Maurice Schumann éprouve ensuite beaucoup de satisfactions dans son poste de ministre d’État chargé de la Recherche Scientifique et des questions atomiques et spatiales qu’il occupe d’avril 1967 à fin mai 1968. Le 30 mai 1968, il participe au défilé grandiose d’appui au général, qui ponctue cette grande crise (« des événements sans lendemain, mais non pas sans avenir ») avant de prendre pour 13 mois le portefeuille des Affaires Sociales (« épreuve d’endurance et d’agilité »). Maurice Schumann apportera, le moment venu, son soutien à Georges Pompidou qui, devenu Président, en fera, pour presque 4 ans, son ministre des Affaires Étrangères, avec les dossiers sensibles que l’on sait (Israël, Libye,, URSS, Chine, convertibilité du dollar, voyage tendu aux USA, entrée du Royaume-Uni dans la Communauté Européenne, conférence préparatoire d’Helsinki etc…)

Parallèlement, Maurice Schumann, également admirateur de Chateaubriand dont le buste accueille ses visiteurs,  poursuit l’écriture (il a déjà publié de nombreuses fois).en écrivant notamment, après « Les Flots roulant au loin » en 1973, « La mort née de leur propre vie. Péguy, Simone Weil, Gandhi » qui sera édité en 1974 avant « La Communication » et d’autres. Élu en mars 1974 à l’Académie Française au siège de Wladimir d’Ormesson, présidant aussi la Fondation de France, Maurice Schumann sera également élu, en septembre  1974, au Sénat (dont il sera rapidement vice président) tout en étant très actif dans son Conseil Régional, dans ce Nord où il aime à se déplacer dans les communes, aller aux foires agricoles, défendre la musique avec Jean-Claude Casadesus, donner des conférences, ce qu’il fera aussi pendant de longues années à travers la France entière. D’ailleurs, il faut rappeler que Maurice Schumann a été professeur associé à la Faculté Libre des Lettres et Sciences Humaines de Lille, également Président de l’Association des écrivains catholiques de langue française, et qu’il a, après 1974, continué à publier régulièrement des ouvrages jusqu’en 1995.

Le 31 mars 1992, c’est lui qui, à 3h du matin, proclame élue, à la Présidence du Conseil Régional du Nord-Pas-de-Calais, Madame Blandin (écologiste soutenue par la gauche) qui en garde un souvenir ému.

En 1998, Maurice Schumann (presque 87 ans) ne se représente pas aux élections sénatoriales.
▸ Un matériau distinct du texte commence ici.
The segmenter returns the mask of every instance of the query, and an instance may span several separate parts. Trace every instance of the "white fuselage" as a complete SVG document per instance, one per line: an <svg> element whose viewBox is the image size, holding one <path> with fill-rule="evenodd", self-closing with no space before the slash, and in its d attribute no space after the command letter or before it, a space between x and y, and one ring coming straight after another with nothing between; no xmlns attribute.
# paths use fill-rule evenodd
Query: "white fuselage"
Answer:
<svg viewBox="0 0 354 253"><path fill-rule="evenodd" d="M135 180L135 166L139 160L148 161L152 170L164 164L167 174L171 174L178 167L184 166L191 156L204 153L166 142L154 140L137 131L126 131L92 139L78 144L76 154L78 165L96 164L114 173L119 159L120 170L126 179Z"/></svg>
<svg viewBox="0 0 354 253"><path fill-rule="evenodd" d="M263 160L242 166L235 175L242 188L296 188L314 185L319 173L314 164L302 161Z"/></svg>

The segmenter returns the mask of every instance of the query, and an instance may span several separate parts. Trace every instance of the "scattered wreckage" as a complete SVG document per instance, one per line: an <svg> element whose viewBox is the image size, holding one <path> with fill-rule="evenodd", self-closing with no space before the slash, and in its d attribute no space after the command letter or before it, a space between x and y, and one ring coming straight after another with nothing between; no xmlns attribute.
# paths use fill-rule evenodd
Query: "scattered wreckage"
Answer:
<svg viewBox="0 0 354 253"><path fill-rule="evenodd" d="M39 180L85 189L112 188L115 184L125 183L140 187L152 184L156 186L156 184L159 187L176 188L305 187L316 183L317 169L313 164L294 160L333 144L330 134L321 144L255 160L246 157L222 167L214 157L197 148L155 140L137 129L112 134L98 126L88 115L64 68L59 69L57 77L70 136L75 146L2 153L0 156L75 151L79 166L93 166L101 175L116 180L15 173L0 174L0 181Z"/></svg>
Il meurt le 9 février et rejoint sa dernière demeure à Asnelles(Calvados), à deux pas de la plage où il débarqua en juin 1944. Quelques semaines auparavant, il avait répondu à des journalistes qui lui demandaient ce qu’il voudrait que l’on dise à sa disparition « … qu’il est mort, fou de France et catholique romain ».